KINETIC-STUDIES IN HETEROGENEOUS PHOTOCATALYSIS .6. AM1 SIMULATED SUNLIGHT PHOTODEGRADATION OVER TITANIA IN AQUEOUS-MEDIA - A 1ST CASE OF FLUORINATED AROMATICS AND IDENTIFICATION OF INTERMEDIATES

Fluorinated aromatic compounds have been mineralized to CO2 and fluoride by irradiation of aqueous, air-equilibrated suspensions (pH 3, H2SO4) containing TiO2 (Degussa P-25 anatase) and a fluorinated phenol (2-, 3-, or 4-fluorophenol and 2,4- and 3,4-difluorophenol) with AM1 simulated sunlight (lambda greater-than-or-equal-to 310 nm). Decomposition of the fluorophenols is immediately followed by defluorination (less-than-or-equal-to 30 min) as evidenced by the rate of formation of fluoride; only approximately 75-80% of fluoride is recovered in solution, the remaining quantity being adsorbed on the TiO2 particles. This may have certain consequences on the time needed for CO2 evolution as fluoride may block some of the TiO2 catalytic sites. Evolution of CO2 is 3 times slower (approximately 90 to 240 min) than decomposition/defluorination of the starting fluorinated phenols.
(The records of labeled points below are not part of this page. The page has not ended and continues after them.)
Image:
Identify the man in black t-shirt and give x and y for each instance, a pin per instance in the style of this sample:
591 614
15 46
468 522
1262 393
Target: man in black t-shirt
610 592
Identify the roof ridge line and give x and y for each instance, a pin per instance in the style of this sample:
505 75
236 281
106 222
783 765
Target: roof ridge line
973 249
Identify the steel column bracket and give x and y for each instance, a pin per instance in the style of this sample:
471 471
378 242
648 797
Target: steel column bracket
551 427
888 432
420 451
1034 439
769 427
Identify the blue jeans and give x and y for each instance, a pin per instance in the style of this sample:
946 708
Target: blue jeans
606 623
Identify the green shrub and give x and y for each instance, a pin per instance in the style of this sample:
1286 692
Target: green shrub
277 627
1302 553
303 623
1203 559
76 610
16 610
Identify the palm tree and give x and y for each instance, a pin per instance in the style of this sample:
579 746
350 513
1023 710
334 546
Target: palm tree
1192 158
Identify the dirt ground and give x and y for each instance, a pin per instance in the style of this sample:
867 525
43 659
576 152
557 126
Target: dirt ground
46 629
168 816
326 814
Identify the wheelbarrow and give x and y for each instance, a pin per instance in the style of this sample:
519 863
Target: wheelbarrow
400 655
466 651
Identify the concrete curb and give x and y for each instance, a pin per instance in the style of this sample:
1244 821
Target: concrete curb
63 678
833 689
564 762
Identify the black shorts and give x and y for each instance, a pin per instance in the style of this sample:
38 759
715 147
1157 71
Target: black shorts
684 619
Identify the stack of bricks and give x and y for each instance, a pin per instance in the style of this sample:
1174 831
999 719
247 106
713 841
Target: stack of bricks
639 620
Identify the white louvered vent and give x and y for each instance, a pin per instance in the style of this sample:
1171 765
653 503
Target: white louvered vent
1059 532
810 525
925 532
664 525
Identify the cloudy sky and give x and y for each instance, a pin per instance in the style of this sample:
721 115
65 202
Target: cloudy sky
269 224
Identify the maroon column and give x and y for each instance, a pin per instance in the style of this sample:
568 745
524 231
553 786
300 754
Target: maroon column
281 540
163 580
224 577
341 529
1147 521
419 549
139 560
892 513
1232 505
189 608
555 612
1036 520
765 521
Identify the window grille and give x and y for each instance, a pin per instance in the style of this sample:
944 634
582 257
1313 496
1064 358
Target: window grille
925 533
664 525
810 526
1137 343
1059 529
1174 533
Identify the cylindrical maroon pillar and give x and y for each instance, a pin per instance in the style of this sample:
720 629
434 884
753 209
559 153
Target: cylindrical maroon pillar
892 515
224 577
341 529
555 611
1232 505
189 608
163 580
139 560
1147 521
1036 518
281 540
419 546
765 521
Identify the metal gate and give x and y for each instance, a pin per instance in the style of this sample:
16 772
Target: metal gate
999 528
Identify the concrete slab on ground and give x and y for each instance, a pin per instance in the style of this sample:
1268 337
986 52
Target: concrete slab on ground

Apparent kinetic data have been determined by curve-fitting methods on the basis of a simple phenomenological model which implicates consecutive and parallel reactions: A --> B(i) --> C. The major oxidizing species is the .OH radical formed by oxidation of surface hydroxyl groups and/or surface bound water molecules with the photocatalyst's valence band holes. It is argued that the distinction between a surface bound and a free (in bulk solution) .OH radical is in fact a moot point which kinetic considerations alone cannot delineate. A mechanistic route is summarized to rationalize the various intermediate products formed along the temporal course of the photomineralization process: fluorohydroquinone, fluorocatechol, trihydroxybenzene, hydroquinone, catechol, and benzoquinone. The overall order of the total destruction (to CO2) of the fluorophenols examined is 2,4-difluorophenol > 3-fluorophenol approximately 4-fluorophenol > 2-fluorophenol greater-than-or-equal-to 3,4-difluorophenol.